Labour and Social Affairs Minister Jana Maláčová said Sunday the effects of the Covid-19 pandemic were worse than those of World War II as she argued in favour of reopening schools.
Prague Jewish Museum director Leo Pavlat raised objections to the statement of Ms. Maláčová comparing the coronavirus pandemic consequences to World War II.
Maláčová said in a TV debate on Sunday that not even the Second World War had prevented children from going to school. Pavlat reminded that Jewish children were banned from attending all types of schools during WWII.
“Covid is a disease that has made the country stop working for a year, the country is at a standstill, the entire economy is struggling. Even World War II did not do what the virus did. No other situation stopped us from sending the children to school,” said Maláčová in a television debate on CNN Prima News.
Mr. Pavlát reminded that Jewish children were prevented from studying in all schools during the war. The statement also aroused criticism from journalists, labeled as “extremely insensitive” toward victims of the Holocaust.
Maláčová later tried to backpedal, saying she did not mean to dishonor the more than 70 million victims of World War II.

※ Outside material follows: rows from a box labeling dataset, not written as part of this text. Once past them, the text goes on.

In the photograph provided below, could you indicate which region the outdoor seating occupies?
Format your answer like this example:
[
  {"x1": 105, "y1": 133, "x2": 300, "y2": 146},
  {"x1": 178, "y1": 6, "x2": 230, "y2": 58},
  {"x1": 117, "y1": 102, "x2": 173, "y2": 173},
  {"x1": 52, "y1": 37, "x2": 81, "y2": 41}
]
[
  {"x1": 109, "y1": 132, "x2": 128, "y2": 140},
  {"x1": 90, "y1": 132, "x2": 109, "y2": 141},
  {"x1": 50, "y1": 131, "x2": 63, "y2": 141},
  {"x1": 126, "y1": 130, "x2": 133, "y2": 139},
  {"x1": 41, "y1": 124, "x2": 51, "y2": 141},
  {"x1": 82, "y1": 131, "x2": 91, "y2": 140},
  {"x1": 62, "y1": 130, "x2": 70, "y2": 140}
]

“I’m just trying to show we have to find a way out of these blanket closures. I definitely did not want to reduce human suffering. I didn’t want to offend anyone at all, and my statement affected anyone, I apologize,” said the CSSD vice-president.
The Czech Republic has registered more than one million confirmed coronavirus cases including over 17,000 deaths and ranks among Europe’s worst-hit countries in terms of cases and deaths per capita.